October 17 – December 02, 2018

Curators:

Virlana Tkacz, theater director, writer, director of the Yara Arts Group
Tetiana Rudenko, chief curator of the Museum of Theater, Music and Cinema of Ukraine
Waldemart Klyuzko, artist, curator of art projects

Organizers:

  • Mystetskyi arsenal
  • Museum of Theater, Music and Cinema of Ukraine
  • Yara Arts Group (New York)

Kurbas: New Worlds examines what Les Kurbas really did as a theatre director. It is presented in two sections. The first is devoted to Kurbas’s experimental work with his company — the Berezil Artistic Association — in Kyiv (1922–1926). The second features productions of the Berezil National Theatre in Kharkiv, which Kurbas headed from 1926 to 1933.

In the Kyiv section we focus on three shows that addressed fundamental issues in world theatre. Kurbas’s innovative use of movement to create an exploding factory onstage is featured in his production of Georg Kaiser’s Gas (1923). In Jimmie Higgins (1923), Kurbas integrated film and stage action to present the thoughts of a character, revealing the inner and outer reality of a human being. Kurbas’s experiments with film made him one of the major artists at the source of the use of multimedia in theatre. In his 1924 production of Shakespeare’s Macbeth, Kurbas had his actors enter the stage as themselves and become the characters in the play in front of the audience.

The Kharkiv section presents three productions of Berezil National Theatre in Kharkiv. Kurbas’s 1928 production of The People’s Malakhy by Mykola Kulish centered on the musicality of the language in the show. The second production, Hello, This Is Radio 477! (1929), imagined Kharkiv as a city in step with the latest trends in Europe. It was the first jazz musical revue in Ukraine. Kurbas situated the third production, Myna Mazailo, Mykola Kulish’s 1929 comedy about urban stereotypes in Kharkiv, in Meller’s cosmic set to expose the impact the past and future can have on our daily decisions.

Kurbas collaborated with designer Vadym Meller, who created sets that resemble sculptures or installations rather than typical theatre decor. Meller’s constructions formed complex, multilevel places for action that did not adhere to a single-point perspective, but were fragmentary planes similar to those used by Cubists and Supermatists.The exhibition features Vadym Meller’s set model for several Les Kurbas’ productions.

In 1923 a Theatre Museum was founded as part of Kurbas’s Berezil Artistic Association to preserve the history of Ukrainian theatre and document current developments.
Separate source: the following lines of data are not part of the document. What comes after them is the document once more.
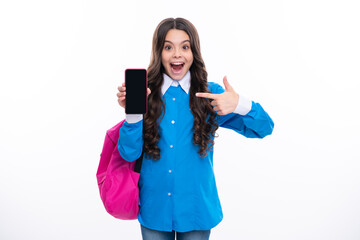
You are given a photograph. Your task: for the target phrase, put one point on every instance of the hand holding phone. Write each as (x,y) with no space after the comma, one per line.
(133,93)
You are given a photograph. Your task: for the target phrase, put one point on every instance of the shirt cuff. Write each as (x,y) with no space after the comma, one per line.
(244,106)
(133,118)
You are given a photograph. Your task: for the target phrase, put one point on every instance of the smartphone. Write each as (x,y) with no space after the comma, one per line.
(136,88)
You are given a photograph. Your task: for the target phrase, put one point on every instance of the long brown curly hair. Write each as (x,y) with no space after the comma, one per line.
(205,118)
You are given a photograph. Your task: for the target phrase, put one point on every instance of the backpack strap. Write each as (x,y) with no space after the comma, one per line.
(138,163)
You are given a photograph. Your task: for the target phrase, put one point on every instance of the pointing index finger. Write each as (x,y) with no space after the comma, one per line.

When the Berezil moved to Kharkiv in 1926, the Theatre Museum became an independent institution. And the exhibition is based on the Museum of Theater, Music and Cinema of Ukraine collection, which is the largest collection of items related to Berezil. The exhibit includes the original set model and costume, sketches, posters, director’s scripts, documentary photographs from the Theatre Museum’s collection. Yara Arts Group has created the installations which bring Les Kurbas’s directorial concepts to life.